Tel Aviv light rail extends Saturday evening hours amid protests over Shabbat closure

Tram to begin service an hour earlier, extend past midnight; Friday saw activists once again chain themselves to car to demand it run on Shabbat

Passengers ride the Tel Aviv light rail on its first day of service, August 18, 2023. (Miriam Alster/Flash90)
Passengers ride the Tel Aviv light rail on its first day of service, August 18, 2023. (Miriam Alster/Flash90)

After two weekends of protests against the launch of the Tel Aviv light rail without service on Shabbat, the company operating the tram has extended the hours on which it will run on Saturday evenings.

This Saturday, the light rail began operating at 8:30 p.m., an hour earlier than it did last week on its first weekend in operation. Shabbat ended in Tel Aviv shortly before 8 p.m.

The final trams are scheduled to finish their service close to 1 a.m. — about an hour later than it does on weekdays and later than it did last week — according to the light rail website, which announced the changes on Friday.

On Friday, activists in Tel Aviv cuffed themselves to the final light rail tram of the day for the second weekend running to protest its lack of operations during Shabbat and Jewish holidays.
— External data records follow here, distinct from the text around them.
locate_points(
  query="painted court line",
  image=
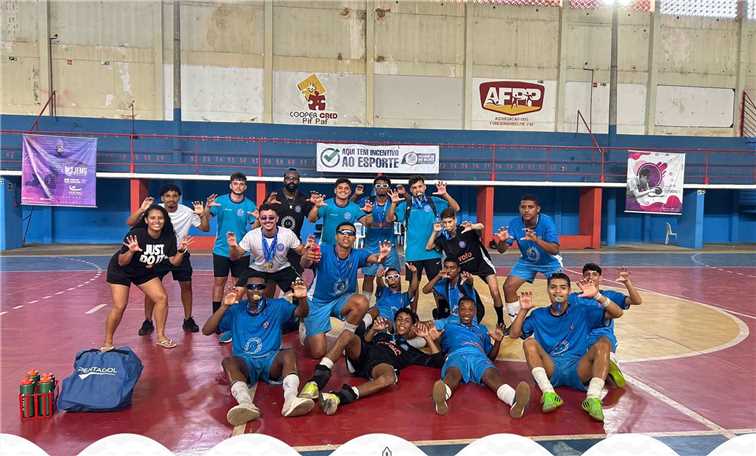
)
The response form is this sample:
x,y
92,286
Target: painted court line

The light rail operator halted the tram line about a half hour before it was slated to end due to the protests.

Police arrived on the scene and prevented others from joining the protest at the underground station, but did not move to forcibly evacuate the activists in the rail cars. Some protesters set up a table with challah and wine and held a Shabbat prayer service inside the tram.
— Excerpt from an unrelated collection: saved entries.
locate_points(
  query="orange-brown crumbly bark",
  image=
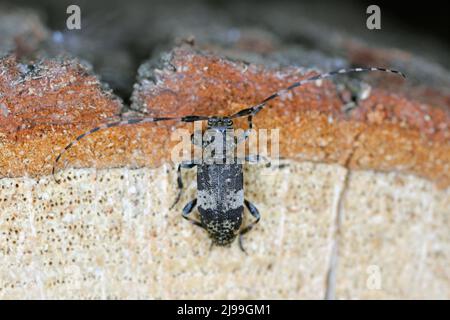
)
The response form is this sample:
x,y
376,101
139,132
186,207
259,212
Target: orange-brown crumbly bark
x,y
394,132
The protesters ultimately dispersed without clashes, but vowed to continue such activity each Friday until the light rail starts operating on Saturdays.
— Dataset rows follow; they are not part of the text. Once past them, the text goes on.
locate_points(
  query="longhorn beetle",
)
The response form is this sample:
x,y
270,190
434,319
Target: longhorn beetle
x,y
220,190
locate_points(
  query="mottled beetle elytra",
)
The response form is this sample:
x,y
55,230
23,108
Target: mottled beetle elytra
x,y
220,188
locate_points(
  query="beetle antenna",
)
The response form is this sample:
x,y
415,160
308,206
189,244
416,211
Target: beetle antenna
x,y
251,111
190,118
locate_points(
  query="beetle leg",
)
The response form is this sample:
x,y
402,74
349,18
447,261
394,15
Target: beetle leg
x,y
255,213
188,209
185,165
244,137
Activists handcuff themselves to handrails on Friday’s last light rail ahead of Shabbat, in Tel Aviv, August 25, 2023. (Avshalom Sassoni/Flash90)

The light rail, which carries passengers 24 kilometers (15 miles) across 34 stations from Bat Yam to Petah Tikva, opened to the public August 18 after decades of planning, years of construction and a long series of delays. The new light rail reignited simmering frustration in the secular public over the lack of public transportation on Shabbat.

Former transportation minister Merav Michaeli had promised that the light rail would operate on Shabbat, but that decision was reversed by current Transportation Minister Miri Regev, who said the tram would honor the long-running “status quo” on issues of religion and state in Israel, where there is extremely limited public transport on the Sabbath.

Residents of the Haredi city of Bnei Brak — which has three stops on the light rail, though all underground — were outraged when Michaeli said it would run on Shabbat, but secular residents of Tel Aviv and surrounding neighborhoods are furious that the transport option is not available on Friday evenings and Saturdays.

The protests against the light rail’s Shabbat shutdown come in the shadow of months of growing opposition outrage with the right-wing religious government and burgeoning frustration with the ultra-Orthodox control over issues of religion and state.

On Thursday, a women’s activist group held a protest in Bnei Brak against what organizers view as Haredi oppression of women and the state acquiescence to such demands.

The protest came after several weeks of incidents in which women were barred or discriminated against on public transportation, with some drivers citing their clothing choices as offensive to Haredi male passengers.